Guido van Rossum <guido@python.org> wrote:
On Fri, Jun 25, 2010 at 1:43 PM, Glyph Lefkowitz <glyph@twistedmatrix.com> wrote:
On Jun 24, 2010, at 4:59 PM, Guido van Rossum wrote:
Regarding the proposal of a String ABC, I hope this isn't going to become a backdoor to reintroduce the Python 2 madness of allowing equivalency between text and bytes for *some* strings of bytes and not others.
I never actually replied to this... Absolutely right, which is why you might really want another kind of string, rather than a way to treat some bytes values as strings in some places. Both Python 2 and Python 3 are missing one of the three types. Python 1 and 2 didn't have "bytes", and this caused problems because "str" was pressed into use to hold arbitrary byte sequences. (Python 2 "str" has other problems as well, like losing track of the encoding.) Python 3 doesn't have Python 2's "str" (encoded string), and bytes are being pressed into use for that. Each of these uses is an ad hoc hijack of an inappropriate type, and additional frameworks not directly supported by the Python language are being jury-rigged to try to support the uses. On the other hand, this is all in the eye of the beholder. Both byte sequences and strings are horrible formless things; they remind me of BLISS. You seldom really have a byte sequence; what you have is an XDR float or an encoded string or an IP header or an email message. Similarly for strings; they are really file names or city names or English sentences or URIs or other things with significant semantic constraints not captured by the typical type system. So, yes, there *is* an inescapable equivalency between text and bytes for *some* sequences of bytes (those that represent encoded strings) and not others (those that contain the XDR float, for instance). Creating a separate encoded string type would be one way to keep that straight.
For my part, what I want out of a string ABC is simply the ability to do application-specific optimizations. There are many applications where all input and output is text, but _must_ be UTF-8. Even GTK uses UTF-8 as its native text representation, so "output" could just be display. Right now, in Python 3, the only way to be "correct" about this is to copy every byte of input into 4 bytes of output, then copy each code point *back* into a single byte of output. If all your application does is rewrite the occasional XML attribute, for example, this cost can be significant, if not overwhelming. I'd like a version of 'decode' which would give me a type that was, in every respect, unicode, and responded to all protocols exactly as other unicode objects (or "str objects", if you prefer py3 nomenclature ;-)) do, but wouldn't actually copy any of that memory unless it really needed to (for example, to pass to a C API that expected native wide characters), and that would hold on to the original bytes so that it could produce them on demand if encoded to the same encoding again. So, as others in this thread have mentioned, the 'ABC' really implies some stuff about C APIs as well.
Seems like it.
I'm not sure about the exact performance impact of such a class, which is why I'd like the ability to implement it *outside* of the stdlib and see how it works on a project, and return with a proposal along with some data.
Yes, exactly.
There are also different ways to implement this, and other optimizations (like ropes) which might be better. You can almost do this today, but the lack of things like the hypothetical "__rcontains__" does make it impossible to be totally transparent about it.

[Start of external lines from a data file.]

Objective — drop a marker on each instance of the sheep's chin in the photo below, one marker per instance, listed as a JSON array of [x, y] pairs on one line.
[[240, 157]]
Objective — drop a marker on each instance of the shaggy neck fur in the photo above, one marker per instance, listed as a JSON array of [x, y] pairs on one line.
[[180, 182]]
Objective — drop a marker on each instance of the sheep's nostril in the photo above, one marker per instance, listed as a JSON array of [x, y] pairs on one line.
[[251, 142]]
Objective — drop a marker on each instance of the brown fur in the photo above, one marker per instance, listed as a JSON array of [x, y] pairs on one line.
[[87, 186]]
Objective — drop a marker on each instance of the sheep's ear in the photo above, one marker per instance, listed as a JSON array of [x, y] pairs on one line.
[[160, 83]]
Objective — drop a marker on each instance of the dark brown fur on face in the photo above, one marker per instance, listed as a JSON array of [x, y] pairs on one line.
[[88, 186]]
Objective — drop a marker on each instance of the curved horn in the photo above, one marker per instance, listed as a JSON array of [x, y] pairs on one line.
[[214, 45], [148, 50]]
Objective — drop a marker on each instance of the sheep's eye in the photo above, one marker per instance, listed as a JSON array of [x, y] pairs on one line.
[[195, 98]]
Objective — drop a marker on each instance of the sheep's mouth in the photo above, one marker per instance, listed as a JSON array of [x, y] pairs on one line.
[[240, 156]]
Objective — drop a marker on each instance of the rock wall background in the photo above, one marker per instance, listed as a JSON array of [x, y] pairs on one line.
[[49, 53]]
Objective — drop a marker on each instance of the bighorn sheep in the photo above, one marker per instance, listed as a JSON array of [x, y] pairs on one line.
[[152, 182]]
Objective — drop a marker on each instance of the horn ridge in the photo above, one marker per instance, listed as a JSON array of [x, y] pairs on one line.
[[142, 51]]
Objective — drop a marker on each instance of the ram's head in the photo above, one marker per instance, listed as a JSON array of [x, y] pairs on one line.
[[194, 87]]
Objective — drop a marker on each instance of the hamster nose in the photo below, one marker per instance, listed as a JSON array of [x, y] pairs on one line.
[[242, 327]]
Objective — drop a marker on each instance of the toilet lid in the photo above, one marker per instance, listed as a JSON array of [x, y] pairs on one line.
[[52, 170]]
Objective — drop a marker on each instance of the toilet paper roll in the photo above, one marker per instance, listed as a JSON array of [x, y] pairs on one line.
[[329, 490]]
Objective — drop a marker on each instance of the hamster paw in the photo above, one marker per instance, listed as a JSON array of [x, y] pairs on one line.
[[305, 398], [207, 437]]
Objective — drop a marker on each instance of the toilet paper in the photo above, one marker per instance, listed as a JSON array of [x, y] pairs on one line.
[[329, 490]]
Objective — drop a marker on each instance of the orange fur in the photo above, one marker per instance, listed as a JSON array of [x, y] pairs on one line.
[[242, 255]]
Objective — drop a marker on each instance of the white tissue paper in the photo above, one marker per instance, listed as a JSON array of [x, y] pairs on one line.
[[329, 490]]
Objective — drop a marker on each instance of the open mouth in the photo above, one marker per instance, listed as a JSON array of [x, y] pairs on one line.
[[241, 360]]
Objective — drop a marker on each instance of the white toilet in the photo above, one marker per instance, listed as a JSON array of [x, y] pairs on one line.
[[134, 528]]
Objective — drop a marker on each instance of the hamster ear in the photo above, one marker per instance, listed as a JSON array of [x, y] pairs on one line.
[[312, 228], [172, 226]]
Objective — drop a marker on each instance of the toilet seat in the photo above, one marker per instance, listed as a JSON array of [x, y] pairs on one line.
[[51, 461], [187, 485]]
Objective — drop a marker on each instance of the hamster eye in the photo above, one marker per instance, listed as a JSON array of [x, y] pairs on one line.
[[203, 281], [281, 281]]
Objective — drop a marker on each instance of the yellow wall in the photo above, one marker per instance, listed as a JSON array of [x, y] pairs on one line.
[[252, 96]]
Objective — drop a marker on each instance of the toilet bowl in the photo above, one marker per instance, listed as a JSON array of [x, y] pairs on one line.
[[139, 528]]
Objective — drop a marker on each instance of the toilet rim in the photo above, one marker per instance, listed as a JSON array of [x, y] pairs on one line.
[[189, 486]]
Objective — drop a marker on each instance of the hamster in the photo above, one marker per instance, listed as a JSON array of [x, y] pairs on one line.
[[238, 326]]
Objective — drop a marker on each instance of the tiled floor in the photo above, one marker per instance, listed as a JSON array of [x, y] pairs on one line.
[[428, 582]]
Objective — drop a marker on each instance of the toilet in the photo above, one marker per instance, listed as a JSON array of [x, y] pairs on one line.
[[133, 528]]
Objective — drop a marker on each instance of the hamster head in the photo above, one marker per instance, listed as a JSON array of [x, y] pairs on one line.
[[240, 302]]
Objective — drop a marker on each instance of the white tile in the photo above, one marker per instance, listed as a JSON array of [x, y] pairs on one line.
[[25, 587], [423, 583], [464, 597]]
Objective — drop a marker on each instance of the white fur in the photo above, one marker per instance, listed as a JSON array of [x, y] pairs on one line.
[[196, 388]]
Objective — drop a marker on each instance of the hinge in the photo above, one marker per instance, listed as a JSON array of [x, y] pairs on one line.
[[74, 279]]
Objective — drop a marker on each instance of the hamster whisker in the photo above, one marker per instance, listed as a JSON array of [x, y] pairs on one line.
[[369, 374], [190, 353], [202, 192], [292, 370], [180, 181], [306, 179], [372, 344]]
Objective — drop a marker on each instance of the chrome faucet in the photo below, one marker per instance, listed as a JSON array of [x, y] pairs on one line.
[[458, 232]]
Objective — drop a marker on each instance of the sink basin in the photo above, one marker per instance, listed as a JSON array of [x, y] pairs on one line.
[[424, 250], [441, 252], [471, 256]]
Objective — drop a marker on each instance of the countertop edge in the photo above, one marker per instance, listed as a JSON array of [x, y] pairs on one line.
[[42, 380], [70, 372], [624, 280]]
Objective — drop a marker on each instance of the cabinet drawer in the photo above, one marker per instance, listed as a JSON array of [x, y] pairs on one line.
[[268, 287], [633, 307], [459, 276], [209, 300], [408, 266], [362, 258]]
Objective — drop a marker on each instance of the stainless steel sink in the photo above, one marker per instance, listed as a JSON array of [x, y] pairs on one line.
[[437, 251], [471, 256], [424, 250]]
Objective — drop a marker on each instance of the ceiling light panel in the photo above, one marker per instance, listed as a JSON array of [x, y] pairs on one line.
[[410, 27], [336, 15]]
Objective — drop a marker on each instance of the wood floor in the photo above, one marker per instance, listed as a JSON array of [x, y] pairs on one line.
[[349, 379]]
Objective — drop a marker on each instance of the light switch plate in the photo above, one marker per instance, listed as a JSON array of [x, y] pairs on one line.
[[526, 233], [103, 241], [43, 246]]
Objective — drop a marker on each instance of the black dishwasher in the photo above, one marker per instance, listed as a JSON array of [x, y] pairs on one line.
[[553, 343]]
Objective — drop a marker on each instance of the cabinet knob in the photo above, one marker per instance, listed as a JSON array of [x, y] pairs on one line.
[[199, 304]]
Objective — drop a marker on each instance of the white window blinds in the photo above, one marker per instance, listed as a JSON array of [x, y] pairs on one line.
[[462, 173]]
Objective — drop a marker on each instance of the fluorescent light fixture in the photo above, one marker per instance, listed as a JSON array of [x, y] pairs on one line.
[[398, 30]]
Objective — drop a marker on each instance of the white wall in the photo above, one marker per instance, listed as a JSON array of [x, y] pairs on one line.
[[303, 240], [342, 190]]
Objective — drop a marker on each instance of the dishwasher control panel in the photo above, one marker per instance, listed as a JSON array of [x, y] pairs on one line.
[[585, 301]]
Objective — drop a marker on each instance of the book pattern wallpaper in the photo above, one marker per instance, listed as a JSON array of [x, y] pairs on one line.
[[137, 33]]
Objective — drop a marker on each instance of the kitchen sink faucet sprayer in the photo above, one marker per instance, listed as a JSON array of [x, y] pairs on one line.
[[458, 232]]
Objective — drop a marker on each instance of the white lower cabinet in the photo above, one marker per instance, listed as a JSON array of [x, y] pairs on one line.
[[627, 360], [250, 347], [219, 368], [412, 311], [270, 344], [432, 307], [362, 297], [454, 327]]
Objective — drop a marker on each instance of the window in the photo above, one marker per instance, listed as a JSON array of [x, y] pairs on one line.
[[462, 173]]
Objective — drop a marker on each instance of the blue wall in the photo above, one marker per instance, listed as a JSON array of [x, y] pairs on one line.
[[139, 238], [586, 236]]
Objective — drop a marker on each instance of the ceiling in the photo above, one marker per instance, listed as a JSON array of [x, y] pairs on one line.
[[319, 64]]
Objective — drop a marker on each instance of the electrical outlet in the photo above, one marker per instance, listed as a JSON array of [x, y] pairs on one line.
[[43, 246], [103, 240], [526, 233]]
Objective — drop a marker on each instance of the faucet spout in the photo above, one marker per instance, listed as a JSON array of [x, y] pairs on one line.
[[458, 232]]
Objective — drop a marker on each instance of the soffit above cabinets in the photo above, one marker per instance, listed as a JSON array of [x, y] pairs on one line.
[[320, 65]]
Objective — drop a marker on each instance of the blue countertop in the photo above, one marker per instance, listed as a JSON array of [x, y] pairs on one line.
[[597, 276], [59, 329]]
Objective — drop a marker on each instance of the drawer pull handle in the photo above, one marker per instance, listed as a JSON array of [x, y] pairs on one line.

But you'd still have to validate it, right? You wouldn't want to go on using what you thought was wrapped UTF-8 if it wasn't actually valid UTF-8 (or you'd be worse off than in Python 2).
Yes, but there are different ways to validate it that have different performance impacts. Simply trusting the source of the string, for example, would be appropriate in some cases.
So you're really just worried about space consumption. I'd like to see a lot of hard memory profiling data before I got overly worried about that.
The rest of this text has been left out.